Eine Annahme in US-Sicherheitskreisen lautet inzwischen: China könnte nicht nur Konkurrent, sondern Gegner werden. Militärisch eingeschlossen, wenn das Katastrophenrisiko Taiwan eintreten sollte. Allein deswegen will sich die USA nicht in eine Lage bringen, auch in einem anderen Konflikt militärisch involviert zu sein. Bidens Strategie war, die Ukraine so zu unterstützen, dass Russland nicht gewinnt, aber ohne sich selbst in den Krieg verwickeln zu lassen.
Der Bundeskanzler hat sie adaptiert – dumm nur, dass Amerika weit weg ist, dass Europa ein existenzielles Interesse daran hat, dass Russland nicht weiter auf Raubzug geht, und dass die europäischen Alliierten heute kaum in der Lage sind, die US-Aufgaben zu stemmen – von der Abschreckung bis zur Integration verschiedener Fähigkeiten in militärische Großverbände.
Auch wirtschaftlich hat die Neuausrichtung der US-Politik Auswirkungen auf Europa und Deutschland. In drei Schlagworten sieht das Eingehen auf China so aus: Die USA fördern Investitionen im eigenen Land, bringen Partner auf Linie und suchen den Wettbewerb mit China – der Systeme, aber auch der Volkswirtschaften. Trump lässt – in dem wenigen, was man programmatisch über seine Außenpolitik weiß – keine Zweifel daran aufkommen, dass von ihm in der Hinsicht kein Bruch zu erwarten ist.
Damit wird Europa weiter unter Druck geraten, auch die eigene Außenwirtschaftspolitik robuster zu gestalten, erwartete ein EU-Diplomat diese Woche im Gespräch. Wir werden noch öfter in die Lage kommen, dass die USA Entscheidungen verlangen: mit uns oder gegen uns, so die Erwartung in Brüssel.

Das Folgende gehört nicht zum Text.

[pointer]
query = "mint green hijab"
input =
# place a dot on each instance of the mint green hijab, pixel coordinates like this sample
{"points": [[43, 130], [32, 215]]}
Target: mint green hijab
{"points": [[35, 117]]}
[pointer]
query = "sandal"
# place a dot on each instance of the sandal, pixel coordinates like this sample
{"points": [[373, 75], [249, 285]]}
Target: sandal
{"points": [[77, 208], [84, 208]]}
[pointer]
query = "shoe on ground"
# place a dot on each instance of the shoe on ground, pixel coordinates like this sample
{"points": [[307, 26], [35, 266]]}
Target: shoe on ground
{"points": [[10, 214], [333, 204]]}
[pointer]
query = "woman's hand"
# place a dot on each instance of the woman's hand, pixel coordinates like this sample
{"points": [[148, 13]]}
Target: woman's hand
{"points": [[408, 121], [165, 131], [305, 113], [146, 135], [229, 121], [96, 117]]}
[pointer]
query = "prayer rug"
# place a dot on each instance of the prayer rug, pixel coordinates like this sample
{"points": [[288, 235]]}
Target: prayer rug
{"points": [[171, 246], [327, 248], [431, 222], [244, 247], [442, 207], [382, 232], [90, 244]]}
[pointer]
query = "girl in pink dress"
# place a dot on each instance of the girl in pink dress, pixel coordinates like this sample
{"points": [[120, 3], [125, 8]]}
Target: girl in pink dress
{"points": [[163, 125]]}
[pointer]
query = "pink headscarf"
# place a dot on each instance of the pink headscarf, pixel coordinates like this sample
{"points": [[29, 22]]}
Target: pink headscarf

Bei Zöllen auf chinesische Elektroautos zeigte sich für Berlin, wohin diese Reise geht. Deutschland hat sich für gute Beziehungen mit China entschieden, damit auch für freien Handel und Offenheit – eine Mehrheit in Europa aber für einen härteren Kurs hin wenigstens in Richtung Protektionismus – mit dem Ziel, die eigene Industrie vor dem Wettbewerb zu schützen.
Dass sich die größte Volkswirtschaft der EU schwertut, sich da durchzusetzen, ist einerseits kein gutes Zeichen für Scholz’ Standing bei den Partnern, andererseits selbst verursacht, da sie in der Uneinigkeit der Koalitionäre über den richtigen Kurs begründet liegt.
Natürlich macht es einen Unterschied, ob Trump oder Kamala Harris die Wahl gewinnt. Im Umfang der Unterstützung der Ukraine vor allem. Im Ton, im Wohlwollen gegenüber alten Freunden. Im Stil und in der Art, ans Ziel zu kommen: Trump schließt Deals, Harris schmiedet Allianzen – beides hat einen Preis.